Madrid, 14 marzo (EFE).- In concomitanza con la celebrazione del decimo anniversario del suo pontificato, questa settimana arriva nelle sale cinematografiche spagnole il documentario “In viaggio: in viaggio con Papa Francesco”, dove il regista italiano Gianfranco Rosi ritrae l’Il che si considera “il papa più rivoluzionario che la Chiesa abbia mai avuto”.
Rosi, esperto regista di documentari d’autore, con il massimo riconoscimento in festival come Venezia o Berlino, ha lavorato con materiale d’archivio girato per quasi un decennio, in 37 viaggi e 53 paesi, sottolineando i suoi messaggi di pace, solidarietà e compassione da parte di Francisco di fronte alla crisi dell’immigrazione.
Abituato a immergersi nei luoghi e nelle persone che filma in prima persona, il regista si atteggia questa volta a “osservatore”. Dice di aver trascorso più di sei mesi a guardare le oltre 500 ore di riprese fornite dal Vaticano prima di decidere di realizzare il film, che secondo lui è completamente “indipendente”.
Rosi ha avuto un primo incontro con il papa dopo aver visto a Berlino il suo documentario vincitore dell’Orso d’Oro “Fire at Sea” (2016), sulla crisi migratoria nell’isola di Lampedusa.
Anni dopo, Francisco lesse una sua intervista in occasione della prima di “Notturno”, sulla crisi in Medio Oriente, poco prima del suo storico viaggio in Iraq nel 2021 e il Vaticano lo ricontattò. .
“Mi hanno chiesto di fare un documentario su questo viaggio e il materiale mi sembrava insufficiente, ma mi è venuta l’idea di seguire i suoi viaggi da Lampedusa – i primi che il papa ha fatto nel 2013 – all’Iraq”, ha detto Rosi. . .
Con questo inatteso viaggio a Lampedusa e il suo messaggio “contro la globalizzazione dell’indifferenza” inizia il documentario, che comprende anche altri suoi discorsi più politici, come quello in cui si scusa per gli abusi commessi durante la colonizzazione dell’America o i suoi contro la commercio di armi.

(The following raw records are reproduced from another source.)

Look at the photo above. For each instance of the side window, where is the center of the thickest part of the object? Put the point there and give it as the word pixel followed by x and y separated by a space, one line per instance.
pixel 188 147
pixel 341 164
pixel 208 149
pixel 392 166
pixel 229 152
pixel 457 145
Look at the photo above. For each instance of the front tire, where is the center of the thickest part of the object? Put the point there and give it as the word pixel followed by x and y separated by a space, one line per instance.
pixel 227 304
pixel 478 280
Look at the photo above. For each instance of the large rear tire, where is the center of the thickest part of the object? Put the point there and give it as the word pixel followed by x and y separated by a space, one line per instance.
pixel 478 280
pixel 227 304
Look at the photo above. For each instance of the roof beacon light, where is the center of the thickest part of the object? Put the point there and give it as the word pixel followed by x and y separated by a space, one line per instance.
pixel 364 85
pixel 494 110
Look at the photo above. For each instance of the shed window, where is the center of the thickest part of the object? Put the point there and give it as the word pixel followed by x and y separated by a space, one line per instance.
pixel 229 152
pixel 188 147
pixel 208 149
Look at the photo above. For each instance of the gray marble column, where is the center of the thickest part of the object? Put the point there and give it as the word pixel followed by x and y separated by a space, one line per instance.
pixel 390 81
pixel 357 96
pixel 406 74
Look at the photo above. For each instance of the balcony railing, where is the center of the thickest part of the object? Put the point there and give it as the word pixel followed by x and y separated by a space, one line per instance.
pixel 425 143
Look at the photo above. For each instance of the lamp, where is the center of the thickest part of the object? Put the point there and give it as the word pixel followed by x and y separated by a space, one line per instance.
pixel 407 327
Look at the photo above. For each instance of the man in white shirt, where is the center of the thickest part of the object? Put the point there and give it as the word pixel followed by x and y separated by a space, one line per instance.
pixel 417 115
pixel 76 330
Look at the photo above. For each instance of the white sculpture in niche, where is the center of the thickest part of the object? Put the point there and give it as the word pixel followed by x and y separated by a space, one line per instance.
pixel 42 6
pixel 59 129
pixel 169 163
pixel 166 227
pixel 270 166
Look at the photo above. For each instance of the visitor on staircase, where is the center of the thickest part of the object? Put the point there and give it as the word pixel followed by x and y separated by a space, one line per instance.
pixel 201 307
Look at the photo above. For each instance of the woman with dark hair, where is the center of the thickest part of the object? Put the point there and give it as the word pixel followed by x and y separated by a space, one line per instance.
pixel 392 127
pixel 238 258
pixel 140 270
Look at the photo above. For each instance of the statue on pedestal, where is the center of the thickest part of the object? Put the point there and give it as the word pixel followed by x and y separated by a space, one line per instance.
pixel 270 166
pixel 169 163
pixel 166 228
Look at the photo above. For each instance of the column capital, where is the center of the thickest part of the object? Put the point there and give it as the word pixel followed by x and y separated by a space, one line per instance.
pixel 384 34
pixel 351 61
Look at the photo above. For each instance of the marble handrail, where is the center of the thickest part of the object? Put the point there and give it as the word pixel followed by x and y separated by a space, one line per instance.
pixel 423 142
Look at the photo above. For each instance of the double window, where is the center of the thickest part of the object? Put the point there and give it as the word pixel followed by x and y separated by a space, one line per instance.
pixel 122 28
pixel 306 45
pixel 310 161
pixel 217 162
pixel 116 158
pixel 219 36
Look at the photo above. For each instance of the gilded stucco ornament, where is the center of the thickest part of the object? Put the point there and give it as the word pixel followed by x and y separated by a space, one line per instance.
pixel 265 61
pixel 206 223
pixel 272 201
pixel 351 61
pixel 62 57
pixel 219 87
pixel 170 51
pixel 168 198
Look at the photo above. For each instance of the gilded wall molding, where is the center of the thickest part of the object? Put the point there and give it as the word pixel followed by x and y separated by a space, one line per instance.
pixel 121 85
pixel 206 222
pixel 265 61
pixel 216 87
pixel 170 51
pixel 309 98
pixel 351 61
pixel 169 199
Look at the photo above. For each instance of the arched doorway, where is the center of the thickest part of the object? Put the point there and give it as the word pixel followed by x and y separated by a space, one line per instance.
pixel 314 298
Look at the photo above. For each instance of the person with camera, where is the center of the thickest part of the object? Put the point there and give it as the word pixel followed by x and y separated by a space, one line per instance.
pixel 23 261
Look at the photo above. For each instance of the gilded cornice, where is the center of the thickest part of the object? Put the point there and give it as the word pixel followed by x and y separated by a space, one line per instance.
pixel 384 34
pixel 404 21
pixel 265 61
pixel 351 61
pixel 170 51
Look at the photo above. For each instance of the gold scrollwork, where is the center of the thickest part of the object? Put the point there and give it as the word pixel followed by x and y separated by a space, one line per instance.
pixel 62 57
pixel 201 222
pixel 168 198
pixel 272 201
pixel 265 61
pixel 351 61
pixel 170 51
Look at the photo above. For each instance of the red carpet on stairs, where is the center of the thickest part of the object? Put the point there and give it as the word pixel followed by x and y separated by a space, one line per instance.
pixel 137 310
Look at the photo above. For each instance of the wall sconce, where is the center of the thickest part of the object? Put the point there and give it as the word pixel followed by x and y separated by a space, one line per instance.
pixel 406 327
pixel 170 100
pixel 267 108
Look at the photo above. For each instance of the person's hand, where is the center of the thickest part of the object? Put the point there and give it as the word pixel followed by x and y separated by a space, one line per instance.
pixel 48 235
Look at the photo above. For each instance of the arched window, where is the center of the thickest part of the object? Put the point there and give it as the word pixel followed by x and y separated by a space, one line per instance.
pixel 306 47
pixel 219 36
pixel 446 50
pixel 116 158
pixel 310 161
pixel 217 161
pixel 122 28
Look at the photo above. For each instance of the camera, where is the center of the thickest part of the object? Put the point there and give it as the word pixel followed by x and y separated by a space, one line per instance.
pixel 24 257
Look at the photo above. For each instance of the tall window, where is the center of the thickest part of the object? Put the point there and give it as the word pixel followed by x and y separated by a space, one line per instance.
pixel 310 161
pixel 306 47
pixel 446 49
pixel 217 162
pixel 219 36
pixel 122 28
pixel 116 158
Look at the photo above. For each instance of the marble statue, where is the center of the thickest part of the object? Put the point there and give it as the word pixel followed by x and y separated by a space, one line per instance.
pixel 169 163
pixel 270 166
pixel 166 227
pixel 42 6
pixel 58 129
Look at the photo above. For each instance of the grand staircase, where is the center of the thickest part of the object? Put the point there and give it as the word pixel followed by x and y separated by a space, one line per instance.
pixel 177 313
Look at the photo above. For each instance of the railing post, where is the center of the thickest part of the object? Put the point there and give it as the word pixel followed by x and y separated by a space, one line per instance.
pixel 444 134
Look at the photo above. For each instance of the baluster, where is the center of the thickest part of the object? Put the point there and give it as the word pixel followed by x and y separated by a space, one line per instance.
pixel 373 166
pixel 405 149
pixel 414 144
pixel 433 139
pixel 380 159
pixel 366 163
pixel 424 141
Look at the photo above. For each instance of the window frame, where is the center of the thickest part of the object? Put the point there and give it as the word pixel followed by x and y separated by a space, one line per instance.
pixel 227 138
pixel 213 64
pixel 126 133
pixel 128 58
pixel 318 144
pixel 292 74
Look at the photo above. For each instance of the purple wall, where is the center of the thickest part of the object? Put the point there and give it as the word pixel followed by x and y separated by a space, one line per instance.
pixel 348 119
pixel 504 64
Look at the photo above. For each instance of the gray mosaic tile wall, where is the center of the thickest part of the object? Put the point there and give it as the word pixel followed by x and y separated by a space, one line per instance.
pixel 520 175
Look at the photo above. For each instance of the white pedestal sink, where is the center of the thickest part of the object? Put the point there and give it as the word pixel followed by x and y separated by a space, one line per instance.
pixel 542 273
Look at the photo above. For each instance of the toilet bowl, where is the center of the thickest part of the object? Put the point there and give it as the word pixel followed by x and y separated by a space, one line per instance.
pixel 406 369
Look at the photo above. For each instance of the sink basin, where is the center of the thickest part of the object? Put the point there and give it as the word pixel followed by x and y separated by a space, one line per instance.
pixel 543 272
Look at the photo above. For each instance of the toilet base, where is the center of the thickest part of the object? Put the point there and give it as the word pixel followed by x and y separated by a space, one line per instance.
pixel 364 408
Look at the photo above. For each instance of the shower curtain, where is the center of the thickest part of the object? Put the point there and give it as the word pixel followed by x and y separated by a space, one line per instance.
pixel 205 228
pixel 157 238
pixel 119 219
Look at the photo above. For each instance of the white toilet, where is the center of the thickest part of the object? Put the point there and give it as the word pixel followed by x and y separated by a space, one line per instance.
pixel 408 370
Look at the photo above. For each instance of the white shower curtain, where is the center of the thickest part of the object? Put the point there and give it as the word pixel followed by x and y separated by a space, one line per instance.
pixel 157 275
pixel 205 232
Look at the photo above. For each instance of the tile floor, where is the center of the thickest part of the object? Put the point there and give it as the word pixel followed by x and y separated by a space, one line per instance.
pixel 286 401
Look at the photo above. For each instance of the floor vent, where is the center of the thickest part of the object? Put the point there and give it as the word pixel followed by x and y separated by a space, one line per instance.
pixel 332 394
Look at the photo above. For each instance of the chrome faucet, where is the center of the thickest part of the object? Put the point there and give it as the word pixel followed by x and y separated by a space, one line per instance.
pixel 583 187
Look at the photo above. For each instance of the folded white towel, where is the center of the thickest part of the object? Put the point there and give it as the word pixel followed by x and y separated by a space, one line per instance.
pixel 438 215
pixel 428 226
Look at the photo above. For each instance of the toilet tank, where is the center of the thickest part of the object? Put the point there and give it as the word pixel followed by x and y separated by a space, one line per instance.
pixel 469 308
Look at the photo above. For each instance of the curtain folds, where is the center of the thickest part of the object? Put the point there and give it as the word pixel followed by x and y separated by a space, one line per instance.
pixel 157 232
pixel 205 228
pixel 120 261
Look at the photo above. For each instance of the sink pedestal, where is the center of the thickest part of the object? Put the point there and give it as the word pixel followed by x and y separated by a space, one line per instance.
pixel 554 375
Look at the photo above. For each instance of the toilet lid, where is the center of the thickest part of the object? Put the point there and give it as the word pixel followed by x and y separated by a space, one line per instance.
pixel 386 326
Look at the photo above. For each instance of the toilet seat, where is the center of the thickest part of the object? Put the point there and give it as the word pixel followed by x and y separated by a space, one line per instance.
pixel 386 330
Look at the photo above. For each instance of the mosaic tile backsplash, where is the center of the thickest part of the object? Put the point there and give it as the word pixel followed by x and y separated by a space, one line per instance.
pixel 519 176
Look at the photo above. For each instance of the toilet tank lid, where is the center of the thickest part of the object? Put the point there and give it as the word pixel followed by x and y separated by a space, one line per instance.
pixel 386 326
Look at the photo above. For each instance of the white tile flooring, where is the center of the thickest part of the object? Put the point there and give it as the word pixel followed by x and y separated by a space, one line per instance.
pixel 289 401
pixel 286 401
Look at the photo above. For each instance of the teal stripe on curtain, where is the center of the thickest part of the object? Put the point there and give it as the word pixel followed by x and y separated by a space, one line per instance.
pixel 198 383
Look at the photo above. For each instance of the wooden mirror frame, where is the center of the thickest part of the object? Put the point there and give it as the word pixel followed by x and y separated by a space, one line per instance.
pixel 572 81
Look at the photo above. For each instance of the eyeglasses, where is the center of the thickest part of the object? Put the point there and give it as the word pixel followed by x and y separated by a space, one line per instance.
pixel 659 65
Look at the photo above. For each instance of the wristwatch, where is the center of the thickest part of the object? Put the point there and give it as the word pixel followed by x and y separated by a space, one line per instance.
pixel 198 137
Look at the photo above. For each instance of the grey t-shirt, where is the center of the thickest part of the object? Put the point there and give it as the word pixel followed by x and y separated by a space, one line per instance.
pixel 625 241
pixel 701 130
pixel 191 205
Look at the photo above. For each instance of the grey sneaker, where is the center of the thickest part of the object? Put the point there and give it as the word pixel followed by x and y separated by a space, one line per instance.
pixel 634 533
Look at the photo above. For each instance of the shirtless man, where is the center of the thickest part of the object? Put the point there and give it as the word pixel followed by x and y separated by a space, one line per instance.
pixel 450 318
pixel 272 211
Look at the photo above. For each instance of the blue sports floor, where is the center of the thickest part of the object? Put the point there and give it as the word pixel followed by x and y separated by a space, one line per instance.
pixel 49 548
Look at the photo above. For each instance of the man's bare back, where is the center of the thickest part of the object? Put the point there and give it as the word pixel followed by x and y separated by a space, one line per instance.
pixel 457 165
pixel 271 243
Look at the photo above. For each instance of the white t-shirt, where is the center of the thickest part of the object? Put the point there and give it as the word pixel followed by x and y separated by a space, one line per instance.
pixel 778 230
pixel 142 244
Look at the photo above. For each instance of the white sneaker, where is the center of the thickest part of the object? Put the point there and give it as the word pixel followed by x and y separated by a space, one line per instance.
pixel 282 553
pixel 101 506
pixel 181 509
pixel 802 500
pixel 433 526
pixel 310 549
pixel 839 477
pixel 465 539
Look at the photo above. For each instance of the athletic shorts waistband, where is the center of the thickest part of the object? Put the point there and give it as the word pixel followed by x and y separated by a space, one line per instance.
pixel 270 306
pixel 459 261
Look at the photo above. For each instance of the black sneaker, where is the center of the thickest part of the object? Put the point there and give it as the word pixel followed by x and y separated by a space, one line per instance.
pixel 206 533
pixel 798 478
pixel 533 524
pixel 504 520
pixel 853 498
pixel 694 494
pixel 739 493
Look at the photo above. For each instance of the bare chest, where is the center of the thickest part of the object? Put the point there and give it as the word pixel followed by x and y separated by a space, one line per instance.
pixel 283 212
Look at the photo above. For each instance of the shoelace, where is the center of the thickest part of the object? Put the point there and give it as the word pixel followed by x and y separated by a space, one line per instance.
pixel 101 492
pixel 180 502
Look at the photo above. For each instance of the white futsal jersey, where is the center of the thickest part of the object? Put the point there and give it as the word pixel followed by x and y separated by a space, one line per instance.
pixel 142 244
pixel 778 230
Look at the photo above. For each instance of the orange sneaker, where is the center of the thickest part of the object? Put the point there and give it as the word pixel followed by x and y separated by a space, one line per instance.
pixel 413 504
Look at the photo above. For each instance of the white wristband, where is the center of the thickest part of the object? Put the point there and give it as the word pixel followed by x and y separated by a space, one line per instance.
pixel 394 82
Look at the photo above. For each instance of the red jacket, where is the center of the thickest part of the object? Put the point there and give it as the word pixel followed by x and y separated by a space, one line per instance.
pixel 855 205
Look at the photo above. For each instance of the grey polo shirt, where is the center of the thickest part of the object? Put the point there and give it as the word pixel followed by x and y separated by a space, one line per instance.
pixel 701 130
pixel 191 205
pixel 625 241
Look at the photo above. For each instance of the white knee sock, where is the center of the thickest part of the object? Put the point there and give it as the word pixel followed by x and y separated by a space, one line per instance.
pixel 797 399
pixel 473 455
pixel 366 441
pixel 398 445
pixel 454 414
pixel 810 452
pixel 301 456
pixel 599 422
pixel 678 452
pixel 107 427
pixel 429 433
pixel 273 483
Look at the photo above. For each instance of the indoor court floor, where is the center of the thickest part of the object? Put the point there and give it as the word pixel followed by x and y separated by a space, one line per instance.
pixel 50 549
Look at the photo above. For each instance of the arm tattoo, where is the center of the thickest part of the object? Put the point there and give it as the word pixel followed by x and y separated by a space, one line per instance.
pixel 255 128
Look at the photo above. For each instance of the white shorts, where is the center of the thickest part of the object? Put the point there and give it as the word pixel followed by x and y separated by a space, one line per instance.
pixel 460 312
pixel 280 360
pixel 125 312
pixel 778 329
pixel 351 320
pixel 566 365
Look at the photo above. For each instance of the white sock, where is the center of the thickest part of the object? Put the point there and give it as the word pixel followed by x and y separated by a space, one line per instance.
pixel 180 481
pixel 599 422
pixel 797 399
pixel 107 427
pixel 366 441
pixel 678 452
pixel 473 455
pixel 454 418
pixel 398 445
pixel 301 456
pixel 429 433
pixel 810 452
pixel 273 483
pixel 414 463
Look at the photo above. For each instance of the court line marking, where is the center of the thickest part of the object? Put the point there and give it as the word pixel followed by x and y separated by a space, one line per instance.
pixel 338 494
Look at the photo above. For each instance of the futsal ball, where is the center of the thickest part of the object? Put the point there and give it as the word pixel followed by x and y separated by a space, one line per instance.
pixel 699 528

Comprende anche uno dei momenti più delicati del suo mandato, il rifiuto vissuto durante la visita in Cile del 2018, quando difese il vescovo Juan Barros, accusato di aver insabbiato gli abusi sui minori, posizione che poi ha rettificato e di cui ha chiesto scusa. .
La struttura del film è cambiata quando è iniziata la guerra in Ucraina, quando Rosi ha deciso di mettere in primo piano i messaggi contro la guerra di Francisco. Il documentario ha un finale aperto perché non esclude la realizzazione di una seconda parte che si concluda, idealmente, con la pace in Ucraina.
Afferma il regista che “la grande sfida è stata quella di ritrarre un uomo, non il papa, e alla fine la sensazione che ti lascia è quella di un’immensa solitudine, un uomo solo alle prese con i grandi problemi del mondo”.